In our study, we analyzed possible associations between tumor size and clinico biological factors commonly used in daily clinical practice in patients with breast IDCs without axillary lymph node involvement, that is focusing exclusively on the size. Following analysis of 30cases, a statistically significant association was found between tumor size and age over 50years, advanced histological grade, high cell proliferation and immunohistochemical expression of p53.
Tumor size is a classical parameter of tumor biology and is directly related to a greater chance for regional axillary involvement, a greater number of invaded nodes and greater possibility of recurrence and death. Its prognostic value can be seen in cases with and without axillary lymph node involvement, being very important in the absence of regional spread because it may help identify patients with high or low risk of recurrence.11
In our study, there is a very strong evidence that the mean tumor size was greater in patients ≥ 50 years than the ones who were<50 years of age (t= 5, P<0.001).
In a study it was found that women older than 60years had an increased tumor size when were from a hospital breast unit, but not if they were from screening campaigns, which highlights the importance of the patient’s origin and supports the possible cause of greater tumor size being a delayed diagnosis.12
Histological grade is a classic parameter of breast tumor biology and is associated with survival and TNM classification, being of particular relevance in cases without axillary lymph node involvement, which allows patients to be stratified for certain therapies. Larger tumors with histological grade3 is a fact consistent with that described by other authors in their study.13
In our study, there was a highly statistically significant difference between Grade I and Grade III and thereby implying very strong evidence that the mean tumor size was greater in Grade III than Grade I(P=0.01).
An association between increased tumor size and immunohistochemical expression of ki-67 and p53. Cell proliferation is a prognostic factor in cases without axillary lymph node involvement and correlates with various biological factors, including p53.14
Silvestrini et al. demonstrated that tumor cell Proliferation is an important predictor of axillary relapse in elderly patients with ER positive breast cancer and could help to identify patients who should undergo axillary surgery.15
In our study, the mean tumor size was greater in patients who had a positive p53 expression than the ones with a negative p53 expression and the difference was statistically significant (t=4.8, P<0.001).
Relationship between tumor size and hormonal receptors were analyzed but there was no significant differences when the expression of ER, PR were considered.
Sharma M et al 16 (2016) observed that to correlate clinicopathological and immunohistochemical profile of BRCA1 positive and non BRCA1 breast cancer patients with ER, PR, BCL2, P53 and Ki-67 to gain more insight into biological characteristics of breast cancer to emphasize the need of genetic testing for BRCA1 in blood relatives of patients with BRCA1 mutation.

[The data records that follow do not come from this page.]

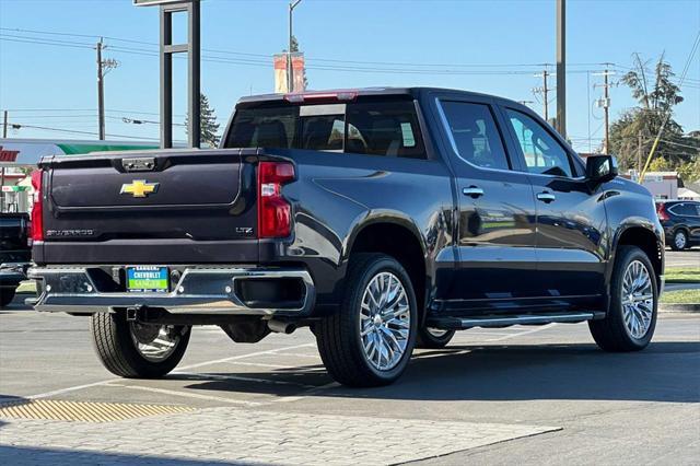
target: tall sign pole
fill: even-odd
[[[567,0],[557,0],[557,131],[567,138]]]
[[[137,7],[159,5],[161,22],[161,148],[173,147],[173,55],[187,54],[187,139],[201,143],[199,0],[133,0]],[[173,44],[173,14],[187,13],[187,44]]]
[[[105,140],[105,83],[102,66],[102,38],[97,42],[97,126],[100,140]]]
[[[292,40],[294,34],[292,32],[293,26],[293,13],[296,5],[302,0],[292,0],[289,2],[289,48],[287,49],[287,92],[294,92],[294,67],[292,66]]]

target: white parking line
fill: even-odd
[[[110,383],[105,384],[108,387],[120,387],[120,388],[129,388],[129,389],[139,389],[142,392],[151,392],[151,393],[160,393],[163,395],[174,395],[182,396],[185,398],[197,398],[197,399],[206,399],[208,401],[220,401],[220,403],[229,403],[231,405],[243,405],[243,406],[260,406],[260,403],[256,401],[245,401],[243,399],[233,399],[233,398],[224,398],[222,396],[213,396],[213,395],[202,395],[200,393],[191,393],[191,392],[179,392],[174,389],[166,388],[155,388],[155,387],[144,387],[142,385],[126,385],[126,384],[117,384]]]
[[[268,368],[268,369],[287,369],[289,365],[283,364],[265,364],[262,362],[244,362],[244,361],[226,361],[226,364],[231,365],[252,365],[257,368]]]
[[[550,323],[550,324],[542,325],[541,327],[530,328],[530,329],[528,329],[528,330],[523,330],[523,331],[520,331],[520,333],[517,333],[517,334],[506,335],[506,336],[504,336],[504,337],[491,338],[491,339],[486,340],[486,341],[488,341],[488,342],[492,342],[492,341],[510,340],[511,338],[522,337],[522,336],[524,336],[524,335],[536,334],[536,333],[538,333],[538,331],[546,330],[546,329],[548,329],[548,328],[553,327],[555,325],[557,325],[557,324],[552,322],[552,323]]]
[[[273,384],[273,385],[294,385],[302,388],[316,388],[316,385],[308,384],[300,384],[299,382],[289,382],[289,381],[276,381],[273,378],[259,378],[259,377],[248,377],[245,375],[230,375],[230,374],[211,374],[211,373],[201,373],[201,372],[173,372],[174,375],[186,375],[189,377],[196,378],[217,378],[221,381],[238,381],[238,382],[255,382],[255,383],[264,383],[264,384]]]
[[[283,350],[293,350],[293,349],[299,349],[299,348],[305,348],[305,347],[313,347],[313,343],[304,343],[304,345],[294,345],[291,347],[285,347],[285,348],[277,348],[277,349],[271,349],[271,350],[267,350],[267,351],[256,351],[256,352],[249,352],[246,354],[238,354],[238,356],[233,356],[231,358],[223,358],[223,359],[214,359],[211,361],[205,361],[205,362],[198,362],[196,364],[189,364],[189,365],[185,365],[179,368],[179,371],[187,371],[189,369],[196,369],[196,368],[202,368],[205,365],[211,365],[211,364],[219,364],[222,362],[228,362],[228,361],[235,361],[238,359],[245,359],[245,358],[253,358],[256,356],[262,356],[262,354],[275,354],[278,351],[283,351]],[[70,387],[66,387],[66,388],[59,388],[59,389],[55,389],[51,392],[46,392],[46,393],[39,393],[36,395],[30,395],[26,398],[30,399],[38,399],[38,398],[48,398],[50,396],[56,396],[56,395],[63,395],[66,393],[70,393],[70,392],[77,392],[77,391],[81,391],[84,388],[91,388],[91,387],[95,387],[95,386],[100,386],[100,385],[106,385],[110,382],[116,382],[116,381],[120,381],[120,377],[113,377],[113,378],[107,378],[104,381],[100,381],[100,382],[93,382],[91,384],[82,384],[82,385],[73,385]]]

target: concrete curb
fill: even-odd
[[[700,313],[700,304],[661,304],[658,312],[663,313]]]

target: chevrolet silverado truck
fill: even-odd
[[[28,245],[30,217],[23,212],[0,212],[0,308],[14,299],[26,280],[32,251]]]
[[[124,377],[179,362],[191,327],[235,342],[310,327],[330,375],[397,380],[472,327],[587,322],[646,347],[664,233],[612,156],[584,162],[515,102],[443,89],[242,98],[219,149],[45,158],[31,277],[90,316]]]

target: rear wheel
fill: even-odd
[[[416,348],[438,349],[447,346],[455,330],[442,330],[440,328],[423,327],[418,330]]]
[[[670,243],[670,248],[674,251],[682,251],[688,247],[688,234],[685,230],[678,230],[674,233],[674,241]]]
[[[0,288],[0,307],[4,307],[14,300],[16,288]]]
[[[341,384],[390,384],[408,365],[416,340],[416,295],[408,273],[389,256],[358,254],[346,282],[340,311],[316,327],[320,358]]]
[[[109,372],[121,377],[156,378],[179,363],[190,328],[127,322],[124,313],[91,317],[95,351]]]
[[[658,291],[649,257],[634,246],[617,253],[610,283],[610,306],[602,321],[590,321],[595,342],[606,351],[638,351],[652,340]]]

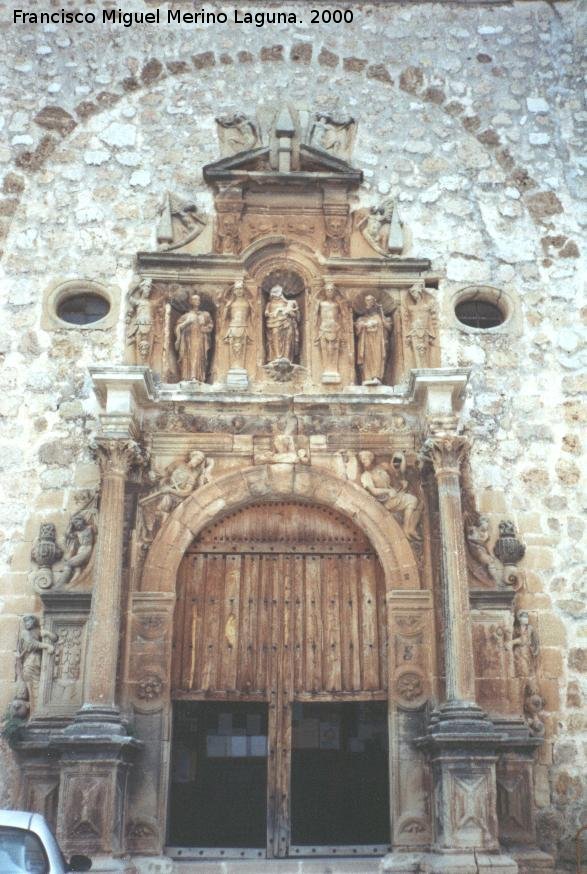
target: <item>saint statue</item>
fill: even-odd
[[[363,385],[381,385],[387,361],[391,318],[372,294],[365,298],[365,314],[355,322],[357,366]]]
[[[429,350],[436,339],[436,307],[419,279],[409,291],[406,306],[407,331],[415,367],[429,367]]]
[[[402,529],[408,540],[421,540],[418,524],[422,515],[422,507],[416,495],[410,494],[408,482],[404,478],[406,460],[402,452],[396,452],[391,464],[375,463],[372,452],[359,452],[359,461],[363,468],[361,485],[390,513],[402,514]]]
[[[281,285],[274,285],[265,307],[268,361],[296,360],[300,346],[299,322],[300,309],[296,301],[285,297]]]
[[[234,283],[223,308],[223,321],[227,325],[224,342],[228,344],[231,370],[245,370],[247,346],[252,342],[249,334],[251,304],[247,300],[242,280]]]
[[[57,635],[42,629],[39,620],[32,613],[23,616],[16,651],[16,677],[19,686],[26,688],[31,712],[38,699],[43,653],[51,655],[56,640]],[[22,694],[24,692],[20,693]]]
[[[516,614],[516,630],[517,636],[512,640],[516,677],[532,677],[536,673],[540,645],[525,610],[518,610]]]
[[[214,330],[212,316],[200,309],[200,295],[192,294],[192,308],[178,319],[175,328],[175,349],[179,358],[182,380],[206,382],[210,334]]]
[[[151,354],[153,315],[150,297],[152,290],[153,280],[144,277],[133,289],[130,296],[132,315],[126,339],[129,345],[134,345],[135,347],[135,360],[137,364],[148,364]]]
[[[336,300],[336,288],[332,282],[324,286],[324,297],[318,302],[316,312],[316,340],[322,359],[322,382],[340,382],[338,358],[343,343],[343,312]]]

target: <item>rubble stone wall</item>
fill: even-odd
[[[262,28],[24,26],[10,23],[9,5],[0,5],[0,706],[14,688],[20,617],[40,608],[28,577],[39,522],[61,535],[75,494],[97,482],[87,367],[124,357],[123,303],[108,330],[48,330],[48,289],[91,279],[124,296],[136,252],[154,247],[165,191],[210,209],[201,168],[219,155],[215,116],[262,120],[285,101],[344,108],[359,125],[362,205],[397,198],[404,254],[430,258],[440,277],[442,364],[472,367],[465,422],[480,509],[494,535],[512,518],[527,545],[517,606],[538,633],[548,714],[538,832],[570,864],[587,822],[579,4],[357,2],[352,25],[312,25],[308,4],[294,2],[303,23]],[[473,284],[507,295],[503,330],[458,327],[453,297]],[[7,748],[2,757],[0,806],[10,806],[18,781]]]

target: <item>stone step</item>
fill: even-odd
[[[224,859],[175,861],[133,858],[138,874],[379,874],[380,858]]]

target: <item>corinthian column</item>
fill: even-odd
[[[432,463],[436,475],[440,513],[446,702],[439,712],[441,720],[473,718],[484,721],[484,714],[475,704],[469,580],[461,506],[460,472],[467,451],[466,437],[451,433],[429,437],[423,447],[424,456]]]
[[[130,468],[143,460],[138,443],[99,437],[100,517],[94,564],[94,589],[88,628],[84,706],[78,715],[92,721],[118,721],[116,675],[120,640],[124,485]]]

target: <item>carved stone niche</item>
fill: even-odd
[[[192,283],[154,283],[143,277],[131,290],[127,359],[148,365],[165,383],[210,381],[216,301]]]
[[[508,591],[481,590],[471,597],[477,702],[490,715],[520,715],[512,654],[512,596]]]
[[[44,627],[55,635],[53,652],[43,659],[36,715],[73,716],[83,703],[90,592],[52,591],[41,596]]]

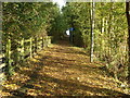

All cases were subjected to immunohistochemistry for BRCA1, ER, PR, P53, BCL2 and Ki-67 expression. Grade II Tumors constituted the maximum (67%). The most common age group was 41-60 years (62%). BRCA1 positivity was seen in 27/70 cases (38%). BRCA1 positive cases tend to present at higher stage than BRCA1 negative cases showing significantly greater tumor size (p< 0.001) and lymph node involvement (p =0.001).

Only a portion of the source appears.